The Broke Diaries: The Completely True and Hilarious Misadventures of a Good Girl Gone Broke by Angela Nissel
B Nissel
In 1997 University of Pennsylvania undergraduate Nissel began an online diary of her financial hardships.
The Idiot Girls' Action Adventure Club by Laurie Notaro
814 Not
Introducing Laurie Notaro, the leader of the Idiot Girls' Action Adventure Club. Every day she fearlessly rises from bed to defeat the evil machinations of dolts, dimwits and boobs – and that's before she even puts on a bra.
An Idiot Girl's Christmas: True Tales from the Top of the Naughty List by Laurie Notaro
814.6 Notaro
Humorist Laurie Notaro returns with a collection of the most hilarious stories from the most wonderful – and dreadful – time of the year.

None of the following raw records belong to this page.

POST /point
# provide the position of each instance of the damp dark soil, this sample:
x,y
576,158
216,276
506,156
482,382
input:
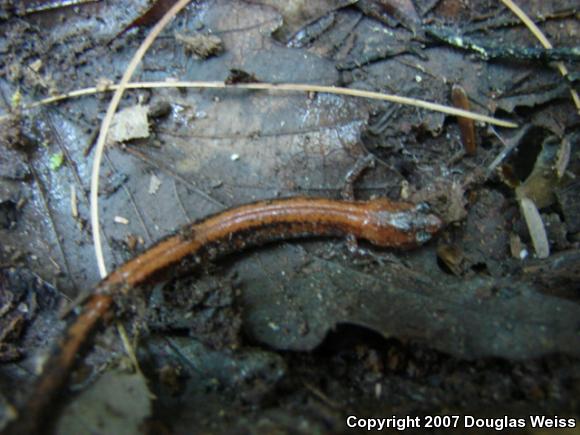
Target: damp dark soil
x,y
482,322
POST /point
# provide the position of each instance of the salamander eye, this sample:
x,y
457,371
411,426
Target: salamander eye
x,y
422,236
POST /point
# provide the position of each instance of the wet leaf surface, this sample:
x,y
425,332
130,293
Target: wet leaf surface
x,y
276,325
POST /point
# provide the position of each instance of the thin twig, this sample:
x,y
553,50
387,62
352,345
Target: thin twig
x,y
158,165
100,145
543,40
180,202
287,87
131,200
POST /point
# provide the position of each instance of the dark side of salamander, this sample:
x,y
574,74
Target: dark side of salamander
x,y
381,222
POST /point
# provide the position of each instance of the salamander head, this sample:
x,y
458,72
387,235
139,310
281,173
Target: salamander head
x,y
405,228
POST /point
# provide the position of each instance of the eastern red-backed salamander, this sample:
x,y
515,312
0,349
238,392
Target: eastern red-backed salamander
x,y
382,222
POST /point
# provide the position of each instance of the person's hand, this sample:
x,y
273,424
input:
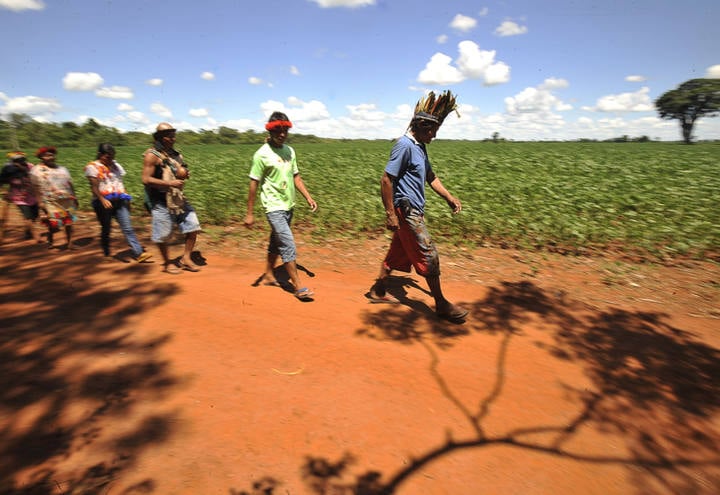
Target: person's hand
x,y
454,204
249,220
392,222
312,204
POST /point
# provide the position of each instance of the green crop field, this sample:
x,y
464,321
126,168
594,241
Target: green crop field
x,y
659,200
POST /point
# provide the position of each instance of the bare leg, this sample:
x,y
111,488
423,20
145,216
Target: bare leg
x,y
379,287
443,307
190,240
163,252
68,235
291,267
270,267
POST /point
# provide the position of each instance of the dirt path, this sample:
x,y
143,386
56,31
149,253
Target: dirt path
x,y
570,376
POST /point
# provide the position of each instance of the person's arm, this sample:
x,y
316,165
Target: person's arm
x,y
149,163
386,190
95,188
451,200
300,186
252,193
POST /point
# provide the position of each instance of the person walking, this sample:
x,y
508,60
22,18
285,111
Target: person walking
x,y
110,199
164,175
275,173
402,190
16,173
55,193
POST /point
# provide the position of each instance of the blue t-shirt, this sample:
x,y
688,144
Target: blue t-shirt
x,y
410,166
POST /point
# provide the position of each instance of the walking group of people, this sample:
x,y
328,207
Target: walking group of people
x,y
46,191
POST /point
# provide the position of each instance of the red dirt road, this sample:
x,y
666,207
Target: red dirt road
x,y
571,375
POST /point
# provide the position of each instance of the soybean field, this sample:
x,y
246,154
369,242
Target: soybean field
x,y
656,200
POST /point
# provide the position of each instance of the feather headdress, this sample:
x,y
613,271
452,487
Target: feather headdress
x,y
436,108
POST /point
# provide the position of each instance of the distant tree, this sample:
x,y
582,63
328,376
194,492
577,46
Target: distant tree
x,y
691,100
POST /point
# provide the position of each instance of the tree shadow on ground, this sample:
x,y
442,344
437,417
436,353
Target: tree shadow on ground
x,y
67,368
654,389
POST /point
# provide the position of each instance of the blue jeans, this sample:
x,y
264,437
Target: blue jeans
x,y
163,220
121,211
282,241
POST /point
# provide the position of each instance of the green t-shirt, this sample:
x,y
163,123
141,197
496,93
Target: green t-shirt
x,y
275,169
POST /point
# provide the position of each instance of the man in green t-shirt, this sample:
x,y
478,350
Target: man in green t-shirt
x,y
275,172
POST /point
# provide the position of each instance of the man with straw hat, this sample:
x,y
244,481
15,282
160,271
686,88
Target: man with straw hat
x,y
402,189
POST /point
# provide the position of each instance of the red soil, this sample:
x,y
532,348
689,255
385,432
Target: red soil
x,y
570,375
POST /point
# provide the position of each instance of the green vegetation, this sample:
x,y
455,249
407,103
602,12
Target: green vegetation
x,y
688,102
656,200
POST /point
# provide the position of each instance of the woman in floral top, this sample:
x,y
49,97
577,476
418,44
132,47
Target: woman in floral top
x,y
110,199
55,194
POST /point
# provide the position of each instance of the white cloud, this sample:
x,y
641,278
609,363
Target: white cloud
x,y
31,105
350,4
472,63
510,28
713,72
161,110
366,112
638,101
137,117
539,100
636,78
463,23
498,73
115,93
297,109
475,63
20,5
439,70
82,81
198,112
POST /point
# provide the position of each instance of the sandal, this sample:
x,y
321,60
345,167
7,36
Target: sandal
x,y
304,294
187,267
143,257
385,298
171,268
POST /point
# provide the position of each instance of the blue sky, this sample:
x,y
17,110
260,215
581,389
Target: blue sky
x,y
528,69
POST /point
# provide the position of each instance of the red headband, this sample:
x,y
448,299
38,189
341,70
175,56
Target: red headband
x,y
278,123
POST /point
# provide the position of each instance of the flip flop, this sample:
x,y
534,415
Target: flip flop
x,y
453,314
143,257
304,294
386,298
171,268
186,267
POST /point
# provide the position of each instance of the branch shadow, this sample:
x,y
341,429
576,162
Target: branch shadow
x,y
654,387
70,372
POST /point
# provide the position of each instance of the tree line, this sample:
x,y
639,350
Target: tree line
x,y
22,132
687,103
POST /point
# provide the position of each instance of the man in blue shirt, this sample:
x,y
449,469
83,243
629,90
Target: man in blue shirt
x,y
402,188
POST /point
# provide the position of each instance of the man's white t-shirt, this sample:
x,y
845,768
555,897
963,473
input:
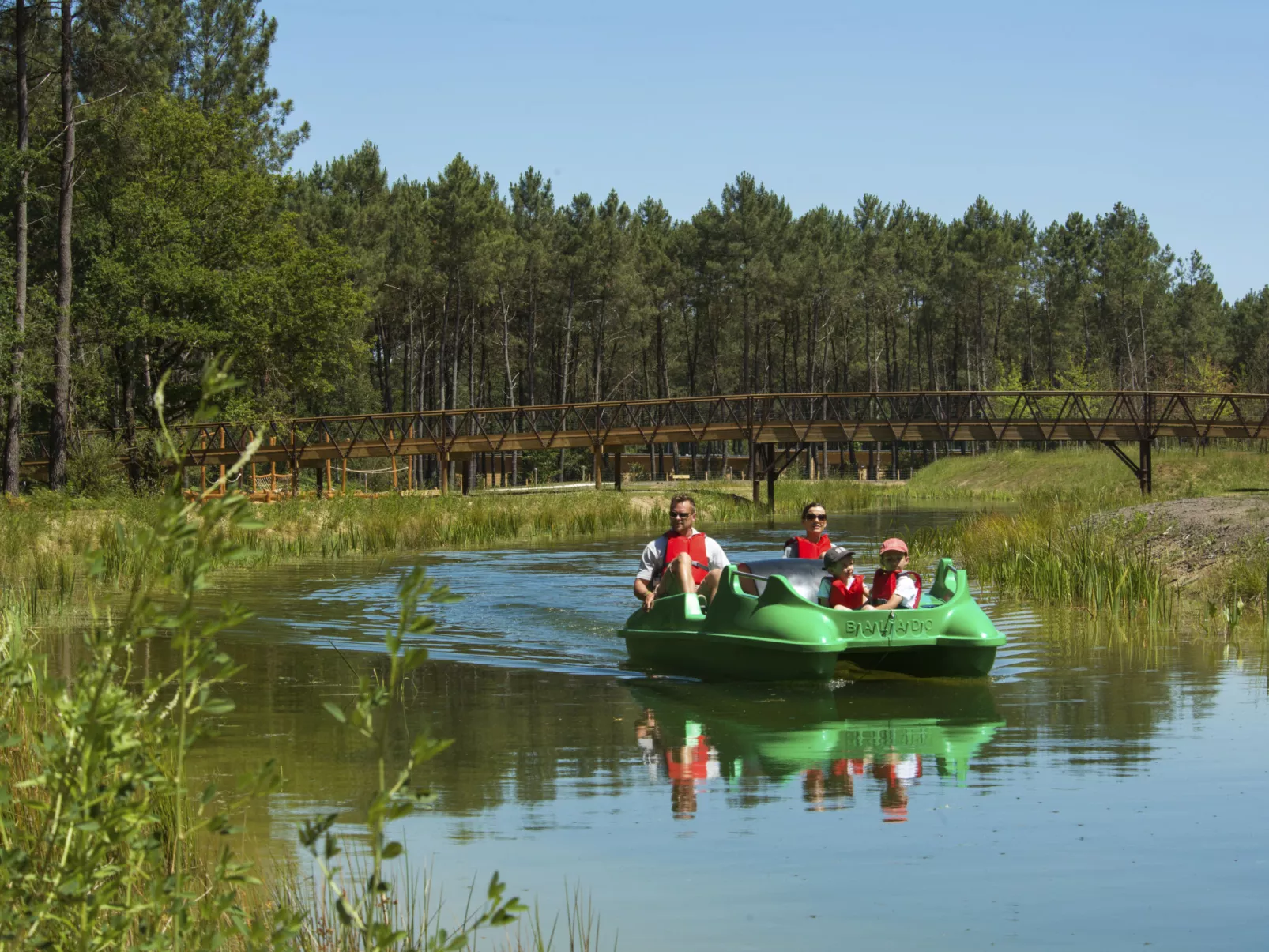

Revenge of the Paste Eaters by Cheryl Peck
B Peck
A collection of stories for anyone who shuddered at the idea of senior prom, this book is about the way the experiences of childhood stay with us and shape us into adults.
Don't Get Too Comfortable by David Rakoff
081 Rakoff
Established as one of today's funniest and most insightful writers with his bestselling autobiographical essay collection Fraud, Rakoff now moves from the personal to the public, journeying into the land of unchecked plenty that is contemporary America.
Fraud by David Rakoff
081 Rakoff
In his first collection of essays, Rakoff single-handedly raises self-deprecation to an art form as he presents an object lesson in not taking life too seriously.
Mirth of a Nation: The Best Contemporary Humor ed. by Michael J. Rosen
817 Mir
In this first volume of a new biannual series, 45 great literary humorists trade jabs, spoofs, satire and tirades – such as John Updike on cross-dressing with J. Edgar Hoover, Fran Lebowitz on the richness of money, David Ives on being Degas for a day and Garry Trudeau on re-retranslating Madonna.
Dispatches From the Tenth Circle: The Best of The Onion ed. by Robert Siegel
081 Dispa or 081 Sie
This compilation of headlines and articles satirizes modern life and newspaper journalism. The Onion 's first book, Our Dumb Century, won the 1999 Thurber Prize for American Humor.
I Like You: Hospitality Under the Influence by Amy Sedaris
793.2 Sedar
It must run in the family...Sedaris's blisteringly funny take on entertaining, plus color photos and enlightening sidebars on everything it takes to pull off a party with extraordinary flair makes this volume an entertaining book from one of the country's most delightfully unconventional hostesses.
Assassination Vacation by Sarah Vowell
973 Vowel
From Buffalo to Alaska, Washington to the Dry Tortugas, Sarah Vowell visits locations immortalized and influenced by the spilling of politically important blood, reporting as she goes with her trademark blend of wisecracking humor, remarkable honesty, and thought-provoking criticism.
A Supposedly Fun Thing I'll Never Do Again by David Foster Wallace
814 Wallace
This exuberantly praised – and uproariously funny – first collection of nonfiction pieces by one of the most acclaimed and adventurous writers of our time reconfirms Mr. Wallace's stature as one of h is generation's preeminent talents.